起業で成功する人の特徴…好きなことで生きていかない
■好きなことで生きていかない
こう書くと、「そんなことは当たり前じゃないか」と思われるかもしれませんが、実はそうでもないのです。
会社員だった人が会社をやめて起業家に転身するようなケースで特に多いのですが、「会社員時代には好きなことができなかったので、起業家になって自分が好きなことでビジネスをする」という考えになってしまうことがあります。
数年前に「好きなことで、生きていく」というYouTubeのCMがありましたが、あのノリです。

しかし、その考え方だと、自営業者にはなれてもビジネスオーナーにはなれません。社長ではあっても経営者ではない、と言ってもいいでしょう。YouTuberとしてビジネスをしている限り、それで稼ぐことはできても、M&Aイグジット※はできないのです。
※自己資金と労力を投じて会社を起ち上げた起業家が、M&Aでその会社(株式、または事業)を売却すること。

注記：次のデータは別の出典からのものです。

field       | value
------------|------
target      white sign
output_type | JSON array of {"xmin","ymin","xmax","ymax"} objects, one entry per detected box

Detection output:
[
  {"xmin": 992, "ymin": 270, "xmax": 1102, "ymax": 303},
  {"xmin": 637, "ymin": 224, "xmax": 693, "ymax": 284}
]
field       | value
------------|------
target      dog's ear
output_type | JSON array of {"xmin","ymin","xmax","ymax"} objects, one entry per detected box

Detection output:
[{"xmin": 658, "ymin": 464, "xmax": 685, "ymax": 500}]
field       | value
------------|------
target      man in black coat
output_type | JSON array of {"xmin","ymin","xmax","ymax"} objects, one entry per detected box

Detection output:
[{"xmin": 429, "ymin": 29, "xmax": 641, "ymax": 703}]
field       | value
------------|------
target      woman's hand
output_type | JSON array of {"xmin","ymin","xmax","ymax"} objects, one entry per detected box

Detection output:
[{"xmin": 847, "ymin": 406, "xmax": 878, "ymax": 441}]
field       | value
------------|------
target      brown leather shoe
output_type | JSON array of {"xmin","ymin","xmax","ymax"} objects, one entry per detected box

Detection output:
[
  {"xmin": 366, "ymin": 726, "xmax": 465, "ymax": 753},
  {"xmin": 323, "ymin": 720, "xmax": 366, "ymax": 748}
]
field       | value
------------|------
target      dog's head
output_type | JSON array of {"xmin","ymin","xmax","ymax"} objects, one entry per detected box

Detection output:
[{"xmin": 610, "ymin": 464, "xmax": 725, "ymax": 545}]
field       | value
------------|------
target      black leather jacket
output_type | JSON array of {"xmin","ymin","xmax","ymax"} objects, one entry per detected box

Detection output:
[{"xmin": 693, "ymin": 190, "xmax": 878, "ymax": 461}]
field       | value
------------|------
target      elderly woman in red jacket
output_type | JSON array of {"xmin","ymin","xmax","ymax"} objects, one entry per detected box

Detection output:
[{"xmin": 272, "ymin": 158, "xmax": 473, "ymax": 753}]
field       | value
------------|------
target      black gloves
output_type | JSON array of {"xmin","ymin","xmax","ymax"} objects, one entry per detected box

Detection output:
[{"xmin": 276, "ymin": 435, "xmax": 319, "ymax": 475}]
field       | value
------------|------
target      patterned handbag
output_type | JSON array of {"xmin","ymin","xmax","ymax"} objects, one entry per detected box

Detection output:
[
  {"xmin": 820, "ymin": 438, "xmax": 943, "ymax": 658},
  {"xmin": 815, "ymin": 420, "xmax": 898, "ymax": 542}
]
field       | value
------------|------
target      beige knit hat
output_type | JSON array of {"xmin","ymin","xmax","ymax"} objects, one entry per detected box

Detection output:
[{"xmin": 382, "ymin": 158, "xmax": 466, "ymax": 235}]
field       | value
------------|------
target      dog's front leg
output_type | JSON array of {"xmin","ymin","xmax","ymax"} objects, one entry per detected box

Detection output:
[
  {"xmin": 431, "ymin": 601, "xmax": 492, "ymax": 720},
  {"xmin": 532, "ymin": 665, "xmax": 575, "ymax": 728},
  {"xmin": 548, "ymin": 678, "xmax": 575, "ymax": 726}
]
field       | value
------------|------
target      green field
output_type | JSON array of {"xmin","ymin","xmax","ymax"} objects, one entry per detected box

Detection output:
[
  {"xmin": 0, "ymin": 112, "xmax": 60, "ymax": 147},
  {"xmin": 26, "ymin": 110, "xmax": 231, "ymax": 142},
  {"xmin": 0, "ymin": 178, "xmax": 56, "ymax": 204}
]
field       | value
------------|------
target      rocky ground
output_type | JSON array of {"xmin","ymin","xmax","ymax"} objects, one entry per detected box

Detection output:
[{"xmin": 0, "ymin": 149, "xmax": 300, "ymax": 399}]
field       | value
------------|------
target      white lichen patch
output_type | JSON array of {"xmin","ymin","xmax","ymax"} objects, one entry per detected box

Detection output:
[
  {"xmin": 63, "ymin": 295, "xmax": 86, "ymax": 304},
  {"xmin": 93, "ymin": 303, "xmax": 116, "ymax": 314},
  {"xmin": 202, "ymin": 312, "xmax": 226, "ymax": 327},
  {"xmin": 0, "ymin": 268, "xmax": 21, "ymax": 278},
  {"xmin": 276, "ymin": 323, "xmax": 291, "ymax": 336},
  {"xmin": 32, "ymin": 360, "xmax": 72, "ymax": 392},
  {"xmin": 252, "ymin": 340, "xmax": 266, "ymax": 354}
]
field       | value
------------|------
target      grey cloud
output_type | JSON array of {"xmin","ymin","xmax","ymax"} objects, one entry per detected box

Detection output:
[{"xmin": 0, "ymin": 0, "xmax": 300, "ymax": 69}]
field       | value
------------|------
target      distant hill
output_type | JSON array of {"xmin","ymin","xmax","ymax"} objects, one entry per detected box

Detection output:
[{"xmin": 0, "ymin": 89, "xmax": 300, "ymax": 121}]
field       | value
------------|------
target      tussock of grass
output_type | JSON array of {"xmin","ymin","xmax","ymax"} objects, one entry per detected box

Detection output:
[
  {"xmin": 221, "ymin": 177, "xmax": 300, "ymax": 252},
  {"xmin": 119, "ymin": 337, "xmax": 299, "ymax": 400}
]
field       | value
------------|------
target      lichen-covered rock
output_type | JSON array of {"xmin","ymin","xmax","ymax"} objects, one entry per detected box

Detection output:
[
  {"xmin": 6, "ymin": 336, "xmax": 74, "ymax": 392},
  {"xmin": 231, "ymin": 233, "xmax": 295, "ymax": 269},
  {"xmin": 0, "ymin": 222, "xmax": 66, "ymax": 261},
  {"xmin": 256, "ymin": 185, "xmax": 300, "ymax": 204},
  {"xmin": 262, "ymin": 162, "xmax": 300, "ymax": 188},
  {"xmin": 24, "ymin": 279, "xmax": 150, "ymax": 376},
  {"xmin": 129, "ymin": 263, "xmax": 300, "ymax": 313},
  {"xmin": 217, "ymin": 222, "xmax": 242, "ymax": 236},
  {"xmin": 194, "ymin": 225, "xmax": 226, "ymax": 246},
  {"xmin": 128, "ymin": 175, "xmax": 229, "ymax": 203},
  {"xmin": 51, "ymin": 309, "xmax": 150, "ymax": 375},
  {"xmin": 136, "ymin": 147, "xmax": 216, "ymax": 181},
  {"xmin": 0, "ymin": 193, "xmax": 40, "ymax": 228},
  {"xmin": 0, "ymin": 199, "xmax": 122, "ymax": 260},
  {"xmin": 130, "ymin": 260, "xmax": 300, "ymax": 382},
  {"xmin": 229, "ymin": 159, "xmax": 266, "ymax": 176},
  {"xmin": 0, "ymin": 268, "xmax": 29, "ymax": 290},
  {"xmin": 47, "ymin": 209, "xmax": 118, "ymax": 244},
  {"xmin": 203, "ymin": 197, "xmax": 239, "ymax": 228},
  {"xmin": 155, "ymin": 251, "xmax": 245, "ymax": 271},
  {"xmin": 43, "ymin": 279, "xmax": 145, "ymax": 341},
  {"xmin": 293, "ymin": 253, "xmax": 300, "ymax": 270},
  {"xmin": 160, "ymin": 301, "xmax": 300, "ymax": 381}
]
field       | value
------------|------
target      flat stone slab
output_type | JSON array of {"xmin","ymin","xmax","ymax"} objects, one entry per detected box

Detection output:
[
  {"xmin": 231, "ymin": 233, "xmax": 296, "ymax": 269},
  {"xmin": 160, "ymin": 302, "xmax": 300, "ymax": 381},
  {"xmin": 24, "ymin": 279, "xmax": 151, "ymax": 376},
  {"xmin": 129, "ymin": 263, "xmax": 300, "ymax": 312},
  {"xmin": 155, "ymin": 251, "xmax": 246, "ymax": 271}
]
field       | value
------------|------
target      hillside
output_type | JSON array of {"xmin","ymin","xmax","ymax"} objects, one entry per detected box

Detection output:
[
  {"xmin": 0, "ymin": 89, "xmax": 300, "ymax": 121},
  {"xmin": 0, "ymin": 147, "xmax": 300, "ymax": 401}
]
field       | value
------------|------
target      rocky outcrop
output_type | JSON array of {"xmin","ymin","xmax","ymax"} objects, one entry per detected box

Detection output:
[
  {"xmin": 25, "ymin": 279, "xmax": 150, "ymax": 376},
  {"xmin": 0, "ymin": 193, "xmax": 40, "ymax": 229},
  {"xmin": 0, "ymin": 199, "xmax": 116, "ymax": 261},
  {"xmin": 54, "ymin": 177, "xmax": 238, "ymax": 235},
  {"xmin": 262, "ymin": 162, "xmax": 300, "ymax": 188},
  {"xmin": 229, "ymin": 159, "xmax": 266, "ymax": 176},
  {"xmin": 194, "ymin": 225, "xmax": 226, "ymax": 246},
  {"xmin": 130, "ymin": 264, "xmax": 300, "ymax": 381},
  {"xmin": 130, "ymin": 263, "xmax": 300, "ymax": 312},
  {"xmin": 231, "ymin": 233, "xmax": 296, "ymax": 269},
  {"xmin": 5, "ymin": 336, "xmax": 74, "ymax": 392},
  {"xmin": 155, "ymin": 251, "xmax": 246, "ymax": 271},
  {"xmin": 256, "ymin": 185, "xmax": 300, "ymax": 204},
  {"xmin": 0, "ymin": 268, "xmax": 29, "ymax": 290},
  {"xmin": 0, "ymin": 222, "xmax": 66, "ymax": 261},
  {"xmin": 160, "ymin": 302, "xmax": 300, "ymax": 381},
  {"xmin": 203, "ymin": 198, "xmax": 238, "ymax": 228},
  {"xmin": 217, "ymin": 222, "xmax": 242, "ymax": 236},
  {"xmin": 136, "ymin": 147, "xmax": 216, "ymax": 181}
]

ちなみに知り合いのYouTuberはCMのキャッチフレーズである「好きなことで、生きていく」は、「お客様(視聴者)が好きなことで、生きていく」であると話していました。
グルメ情報に特化したメディアサイト「めしレポ」やサイト売買プラットフォーム「UREBA」を立ち上げ、事業譲渡した海山龍明氏も、最初は自分が好きなことで起業しようと旅行アプリを開発して大失敗した経験がありますが、まさにこの例です。
ではどうすればいいかといえば、抽象的な言い方になりますが、世の中の動きに常にアンテナを張り巡らせて「流行りはじめているもの」を見つけてぱっと飛びつくのが簡単でしょう。
例えば、少し前なら、タピオカ屋が流行り始めたときに、ビジネスセンスのある人は、すぐに参入しています。そして、ブームが絶頂のときにM&Aイグジットしてしまうのです。ブームが絶頂に近いときであれば、事業の規模拡大を狙う同業者にも、多角化として新規参入したい異業種の会社にも簡単に売れます。
そして、1回か2回M&Aイグジットを成功させて、資金に余裕ができてから、自分が本当に好きなことをビジネスにしても、決して遅くはないでしょう。